Veterans for Liberty? Maybe not.
This is a combination of two earlier posts on Steemit. They created considerable uproar from veterans who were outraged that I would dare imply even the slightest possibility that veterans fought for freedom. So what am I doing here? Doubling down by editing the two columns together and reposting it somewhere else, of course!
Most military veterans claim to have "fought for my freedom." Many claim to still stand ready to defend it today, and the current (2019/2020) dispute over firearm freedom in Virginia includes a lot of veterans who say they're ready to fight for freedom there.
However, I must question their sincerity. In my experience, most former soldiers still revere political authority and chains of command. They believe in following orders first, and thinking about them never. This is what military basic training in boot camp is for, after all. Boot camp isolates the recruit, imposes a harsh schedule, and explicitly seeks to break down the individual psychologically through verbal abuse and arbitrary disciplinary actions. He wakes up on command, stands in formation, sings a hymn, and recites a prayer to his sacred emblem. He marches to chow, and then eats a communal meal on someone else's arbitrary, short schedule, or starve. Then drill. Individual failure means group punishment. Horizontal enforcement is encouraged. Obedience is rewarded sometimes, and failure, dissent, or disobedience is punished harshly, sometimes when it hasn't been committed in the first place.
The recruit is trained to worship the rank structure. More bars and rockers? Obey. Shiny metal bits? Obey harder. Shut up and do as you're told without question. Or else. He learns a jargon that is gibberish to the uninitiated. Of course, most specialized fields have jargon, technical terms, and slang, but the military adds to this a symbolism and mythology. Like a secret society, you're jumping through hoops in order to be granted the honor of joining at the lowest official rank instead of being a mere prospect or aspirant. This is classic cult conditioning. "But it's to prepare troops for the battlefield chaos," you say? Bullshit. It's to ensure the conscience can't kick in under any circumstances whatsoever when they receive their orders. They're trained to live their lives on someone else's schedule, follow someone else's rules, obey someone else's orders, and just shut up and do as told.

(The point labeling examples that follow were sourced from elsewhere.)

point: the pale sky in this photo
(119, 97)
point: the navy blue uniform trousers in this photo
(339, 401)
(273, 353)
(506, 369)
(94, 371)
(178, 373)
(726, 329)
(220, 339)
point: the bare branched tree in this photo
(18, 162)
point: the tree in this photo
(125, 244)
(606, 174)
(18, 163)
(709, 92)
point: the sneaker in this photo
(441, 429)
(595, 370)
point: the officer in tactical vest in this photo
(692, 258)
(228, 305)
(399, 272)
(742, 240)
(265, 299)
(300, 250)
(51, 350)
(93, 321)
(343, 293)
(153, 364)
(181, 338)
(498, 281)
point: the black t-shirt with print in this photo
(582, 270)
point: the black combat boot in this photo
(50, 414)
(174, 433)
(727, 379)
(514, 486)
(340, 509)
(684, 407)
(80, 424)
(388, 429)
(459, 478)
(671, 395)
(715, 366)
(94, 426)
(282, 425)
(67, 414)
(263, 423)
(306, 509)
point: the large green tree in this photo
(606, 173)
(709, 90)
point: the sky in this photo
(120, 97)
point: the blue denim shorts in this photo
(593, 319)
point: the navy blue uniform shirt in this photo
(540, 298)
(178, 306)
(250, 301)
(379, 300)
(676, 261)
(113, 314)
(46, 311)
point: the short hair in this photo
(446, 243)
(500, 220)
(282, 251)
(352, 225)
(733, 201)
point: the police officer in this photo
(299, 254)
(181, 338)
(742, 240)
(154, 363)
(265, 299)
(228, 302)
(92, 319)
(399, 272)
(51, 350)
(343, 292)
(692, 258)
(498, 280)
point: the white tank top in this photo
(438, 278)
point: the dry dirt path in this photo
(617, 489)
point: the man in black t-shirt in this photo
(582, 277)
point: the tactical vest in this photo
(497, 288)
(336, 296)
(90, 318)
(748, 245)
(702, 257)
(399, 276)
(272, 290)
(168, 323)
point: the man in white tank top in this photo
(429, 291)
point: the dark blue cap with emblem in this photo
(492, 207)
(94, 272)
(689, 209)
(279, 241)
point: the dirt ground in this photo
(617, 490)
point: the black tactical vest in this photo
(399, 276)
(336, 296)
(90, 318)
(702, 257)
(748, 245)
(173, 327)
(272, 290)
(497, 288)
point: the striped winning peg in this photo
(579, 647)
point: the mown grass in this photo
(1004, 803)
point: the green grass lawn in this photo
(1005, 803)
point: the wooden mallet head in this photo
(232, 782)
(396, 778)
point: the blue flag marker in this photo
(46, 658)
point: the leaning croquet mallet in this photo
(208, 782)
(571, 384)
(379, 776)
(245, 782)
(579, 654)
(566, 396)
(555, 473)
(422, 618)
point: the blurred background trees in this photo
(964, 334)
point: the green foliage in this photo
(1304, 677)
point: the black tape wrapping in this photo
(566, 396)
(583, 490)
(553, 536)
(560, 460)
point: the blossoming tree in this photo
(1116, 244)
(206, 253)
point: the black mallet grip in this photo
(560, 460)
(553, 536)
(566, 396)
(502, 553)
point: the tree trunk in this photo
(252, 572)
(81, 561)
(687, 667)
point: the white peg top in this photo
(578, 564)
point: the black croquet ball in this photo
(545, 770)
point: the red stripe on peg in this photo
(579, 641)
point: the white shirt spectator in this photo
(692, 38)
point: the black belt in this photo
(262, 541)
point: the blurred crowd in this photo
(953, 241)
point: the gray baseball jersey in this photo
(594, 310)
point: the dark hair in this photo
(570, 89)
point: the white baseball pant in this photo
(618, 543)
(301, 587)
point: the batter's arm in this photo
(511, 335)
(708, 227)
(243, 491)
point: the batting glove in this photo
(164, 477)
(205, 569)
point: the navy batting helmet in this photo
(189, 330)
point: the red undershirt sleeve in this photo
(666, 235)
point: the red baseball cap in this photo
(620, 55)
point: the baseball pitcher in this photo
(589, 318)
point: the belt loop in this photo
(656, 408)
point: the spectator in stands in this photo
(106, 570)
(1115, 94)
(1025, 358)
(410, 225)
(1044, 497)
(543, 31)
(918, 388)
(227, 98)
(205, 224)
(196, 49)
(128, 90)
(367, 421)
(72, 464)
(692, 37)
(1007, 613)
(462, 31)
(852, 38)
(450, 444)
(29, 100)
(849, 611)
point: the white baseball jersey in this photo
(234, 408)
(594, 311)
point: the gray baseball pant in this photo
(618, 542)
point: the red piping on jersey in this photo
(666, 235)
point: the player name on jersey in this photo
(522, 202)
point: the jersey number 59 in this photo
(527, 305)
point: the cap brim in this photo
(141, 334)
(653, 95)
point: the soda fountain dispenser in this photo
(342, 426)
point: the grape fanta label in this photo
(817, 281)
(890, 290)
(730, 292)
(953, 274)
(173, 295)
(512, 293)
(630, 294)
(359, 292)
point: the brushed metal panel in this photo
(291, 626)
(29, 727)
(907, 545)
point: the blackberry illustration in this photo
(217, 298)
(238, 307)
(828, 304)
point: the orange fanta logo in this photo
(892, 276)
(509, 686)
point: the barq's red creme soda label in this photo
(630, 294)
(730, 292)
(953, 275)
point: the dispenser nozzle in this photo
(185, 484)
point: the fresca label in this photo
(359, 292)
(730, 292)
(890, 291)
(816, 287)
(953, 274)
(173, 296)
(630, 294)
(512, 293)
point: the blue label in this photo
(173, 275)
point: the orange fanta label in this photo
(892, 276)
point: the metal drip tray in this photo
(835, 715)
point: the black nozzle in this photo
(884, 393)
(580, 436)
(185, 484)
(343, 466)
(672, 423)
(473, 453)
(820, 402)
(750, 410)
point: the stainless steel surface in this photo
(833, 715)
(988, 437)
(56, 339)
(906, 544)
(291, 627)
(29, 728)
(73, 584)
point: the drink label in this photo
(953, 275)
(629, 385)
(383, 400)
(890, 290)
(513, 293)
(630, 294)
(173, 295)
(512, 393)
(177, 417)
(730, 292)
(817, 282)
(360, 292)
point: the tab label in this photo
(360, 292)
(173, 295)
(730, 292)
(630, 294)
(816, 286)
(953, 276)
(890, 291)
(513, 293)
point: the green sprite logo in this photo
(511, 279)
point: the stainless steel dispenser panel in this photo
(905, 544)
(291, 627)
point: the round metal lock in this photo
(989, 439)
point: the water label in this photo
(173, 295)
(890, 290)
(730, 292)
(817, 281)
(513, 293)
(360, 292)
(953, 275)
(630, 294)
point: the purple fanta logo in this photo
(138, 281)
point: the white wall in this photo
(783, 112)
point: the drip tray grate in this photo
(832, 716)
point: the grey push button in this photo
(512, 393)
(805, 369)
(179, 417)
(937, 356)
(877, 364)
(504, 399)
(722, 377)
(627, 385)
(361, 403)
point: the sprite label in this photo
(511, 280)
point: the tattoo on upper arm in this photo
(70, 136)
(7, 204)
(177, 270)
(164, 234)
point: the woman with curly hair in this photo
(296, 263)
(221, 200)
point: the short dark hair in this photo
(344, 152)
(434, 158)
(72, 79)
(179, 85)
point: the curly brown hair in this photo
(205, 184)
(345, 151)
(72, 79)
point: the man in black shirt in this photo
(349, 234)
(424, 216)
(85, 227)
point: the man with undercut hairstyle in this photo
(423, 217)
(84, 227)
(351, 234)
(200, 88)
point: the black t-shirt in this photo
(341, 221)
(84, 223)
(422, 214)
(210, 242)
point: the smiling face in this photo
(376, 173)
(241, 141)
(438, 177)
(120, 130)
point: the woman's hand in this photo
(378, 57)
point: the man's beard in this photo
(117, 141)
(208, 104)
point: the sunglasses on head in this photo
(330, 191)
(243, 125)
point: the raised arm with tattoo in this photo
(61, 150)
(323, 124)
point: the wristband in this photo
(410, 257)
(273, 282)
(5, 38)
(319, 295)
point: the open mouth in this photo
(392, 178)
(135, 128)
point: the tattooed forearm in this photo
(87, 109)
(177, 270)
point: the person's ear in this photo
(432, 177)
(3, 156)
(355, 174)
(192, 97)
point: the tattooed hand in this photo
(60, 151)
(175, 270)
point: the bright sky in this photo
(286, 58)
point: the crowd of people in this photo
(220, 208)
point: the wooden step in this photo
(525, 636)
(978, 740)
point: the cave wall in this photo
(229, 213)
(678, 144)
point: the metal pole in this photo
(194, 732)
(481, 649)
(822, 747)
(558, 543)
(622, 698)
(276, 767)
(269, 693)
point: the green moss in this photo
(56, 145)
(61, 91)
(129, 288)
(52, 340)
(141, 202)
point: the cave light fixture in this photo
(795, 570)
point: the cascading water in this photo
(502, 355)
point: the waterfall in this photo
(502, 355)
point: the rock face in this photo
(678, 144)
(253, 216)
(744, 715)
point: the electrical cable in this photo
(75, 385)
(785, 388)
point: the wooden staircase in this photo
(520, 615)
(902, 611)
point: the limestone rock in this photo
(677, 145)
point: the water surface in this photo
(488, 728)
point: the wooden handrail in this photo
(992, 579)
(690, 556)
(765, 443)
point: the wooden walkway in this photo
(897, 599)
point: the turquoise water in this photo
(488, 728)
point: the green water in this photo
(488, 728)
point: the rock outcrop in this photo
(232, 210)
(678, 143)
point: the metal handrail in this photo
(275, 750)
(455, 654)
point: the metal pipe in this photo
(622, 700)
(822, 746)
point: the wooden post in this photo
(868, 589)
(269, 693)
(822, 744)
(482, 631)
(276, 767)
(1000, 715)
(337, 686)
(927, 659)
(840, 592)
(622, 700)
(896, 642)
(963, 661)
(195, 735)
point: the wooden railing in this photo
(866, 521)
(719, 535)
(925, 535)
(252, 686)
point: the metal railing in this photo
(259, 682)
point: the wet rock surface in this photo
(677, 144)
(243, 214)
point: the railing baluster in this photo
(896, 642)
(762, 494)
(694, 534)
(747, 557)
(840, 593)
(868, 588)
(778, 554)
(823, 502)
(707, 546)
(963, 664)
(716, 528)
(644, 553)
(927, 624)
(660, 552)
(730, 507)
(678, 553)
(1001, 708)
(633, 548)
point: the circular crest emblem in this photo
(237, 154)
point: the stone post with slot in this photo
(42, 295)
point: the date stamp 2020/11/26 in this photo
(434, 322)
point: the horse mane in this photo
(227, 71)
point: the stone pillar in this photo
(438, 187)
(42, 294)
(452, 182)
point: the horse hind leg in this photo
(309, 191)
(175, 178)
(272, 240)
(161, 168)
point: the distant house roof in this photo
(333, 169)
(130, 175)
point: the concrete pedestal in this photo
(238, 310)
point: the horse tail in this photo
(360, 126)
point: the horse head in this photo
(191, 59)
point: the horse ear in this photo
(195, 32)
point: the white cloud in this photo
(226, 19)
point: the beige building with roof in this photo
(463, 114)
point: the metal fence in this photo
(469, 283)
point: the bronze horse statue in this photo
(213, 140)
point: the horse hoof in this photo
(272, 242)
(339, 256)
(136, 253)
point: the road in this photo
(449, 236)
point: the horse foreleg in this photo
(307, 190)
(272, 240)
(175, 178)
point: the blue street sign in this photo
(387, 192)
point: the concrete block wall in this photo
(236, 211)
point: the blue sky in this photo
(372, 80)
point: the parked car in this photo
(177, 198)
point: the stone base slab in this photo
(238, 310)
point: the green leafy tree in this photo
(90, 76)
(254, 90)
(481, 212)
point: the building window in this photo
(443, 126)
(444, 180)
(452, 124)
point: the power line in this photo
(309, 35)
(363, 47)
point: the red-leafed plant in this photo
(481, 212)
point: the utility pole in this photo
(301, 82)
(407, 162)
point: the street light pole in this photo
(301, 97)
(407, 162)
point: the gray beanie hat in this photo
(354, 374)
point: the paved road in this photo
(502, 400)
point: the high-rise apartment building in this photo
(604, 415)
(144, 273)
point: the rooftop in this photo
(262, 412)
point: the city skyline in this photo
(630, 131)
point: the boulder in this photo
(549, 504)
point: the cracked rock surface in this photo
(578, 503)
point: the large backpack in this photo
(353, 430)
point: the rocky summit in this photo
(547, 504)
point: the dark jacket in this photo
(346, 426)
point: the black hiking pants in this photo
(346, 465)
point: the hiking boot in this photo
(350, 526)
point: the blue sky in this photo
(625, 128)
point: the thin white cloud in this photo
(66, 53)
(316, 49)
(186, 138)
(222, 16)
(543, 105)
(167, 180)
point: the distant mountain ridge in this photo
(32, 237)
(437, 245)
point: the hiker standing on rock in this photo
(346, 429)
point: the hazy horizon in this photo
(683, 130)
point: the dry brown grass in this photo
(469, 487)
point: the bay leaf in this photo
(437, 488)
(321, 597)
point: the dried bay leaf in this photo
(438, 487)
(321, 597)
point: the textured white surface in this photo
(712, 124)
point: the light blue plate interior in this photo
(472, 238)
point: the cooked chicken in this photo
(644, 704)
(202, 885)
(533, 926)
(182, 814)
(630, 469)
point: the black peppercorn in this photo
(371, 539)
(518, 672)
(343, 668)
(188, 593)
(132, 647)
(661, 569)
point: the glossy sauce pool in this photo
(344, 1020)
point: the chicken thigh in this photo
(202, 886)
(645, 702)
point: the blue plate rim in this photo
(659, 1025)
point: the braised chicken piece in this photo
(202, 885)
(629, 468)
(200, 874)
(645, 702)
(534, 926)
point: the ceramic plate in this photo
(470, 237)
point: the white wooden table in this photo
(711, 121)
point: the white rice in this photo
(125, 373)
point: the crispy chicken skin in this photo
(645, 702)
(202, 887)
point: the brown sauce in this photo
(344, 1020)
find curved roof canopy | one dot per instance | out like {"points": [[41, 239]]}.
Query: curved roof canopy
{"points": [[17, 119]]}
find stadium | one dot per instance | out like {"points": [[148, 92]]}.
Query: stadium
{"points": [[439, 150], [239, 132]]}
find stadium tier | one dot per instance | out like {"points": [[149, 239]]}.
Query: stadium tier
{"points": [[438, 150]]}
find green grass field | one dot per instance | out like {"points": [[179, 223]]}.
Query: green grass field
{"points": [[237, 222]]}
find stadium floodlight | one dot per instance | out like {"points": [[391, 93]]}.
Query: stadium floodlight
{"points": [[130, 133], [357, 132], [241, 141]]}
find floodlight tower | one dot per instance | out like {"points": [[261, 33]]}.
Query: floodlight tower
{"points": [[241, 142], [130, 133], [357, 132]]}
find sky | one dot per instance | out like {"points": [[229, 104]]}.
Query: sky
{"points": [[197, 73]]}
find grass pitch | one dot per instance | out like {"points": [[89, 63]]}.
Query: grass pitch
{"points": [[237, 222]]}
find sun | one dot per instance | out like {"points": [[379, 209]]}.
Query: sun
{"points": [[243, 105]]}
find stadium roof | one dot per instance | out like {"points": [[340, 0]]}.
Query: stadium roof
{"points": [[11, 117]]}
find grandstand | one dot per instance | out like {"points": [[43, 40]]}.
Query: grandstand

Veterans, do you really believe we mundane civilians take our liberty for granted, or that you deserve respect just because you wore a uniform? You presume anyone who was not in the military is inferior, undisciplined and weak, right? How does your obedience to superiors and willingness to inflict violence on command demonstrate virtue? Sure, the military has codes of conduct, military law, and rules of engagement. But orders come from the brass, and the brass gets their orders from the politicians, and the politicians are undeniably corrupt bastards who lie, steal, and cheat their way into power. There hasn't even been a nod toward a congressional declaration of war since World War II, and yet we have been subjected to the Korean war, the Vietnam War, Gulf Wars I & II, and innumerable other military interventions around the world. What happened to your oath to uphold and defend the Constitution against all enemies foreign and domestic? No, you obey the domestic enemies, make excuses when they break the rules that are supposed to restrain them, and cheer when they punish innocent people for not following orders, because that is who pays you.
Sure, they're more likely than not to be decent on the subject of firearms, but liberty as a whole is foreign to military culture. While there are individual exceptions, I cannot support the conservative instinct to trust the troops as allies. I hear soldiers and veterans praising prohibition and militarized national borders. As tax feeders past and present, soldiers do not question the legitimacy of taxation. They fought for the greatest threat to freedom in history: state monopoly. It isn't freedom the veterans espouse, it's a slightly expanded list of permissions.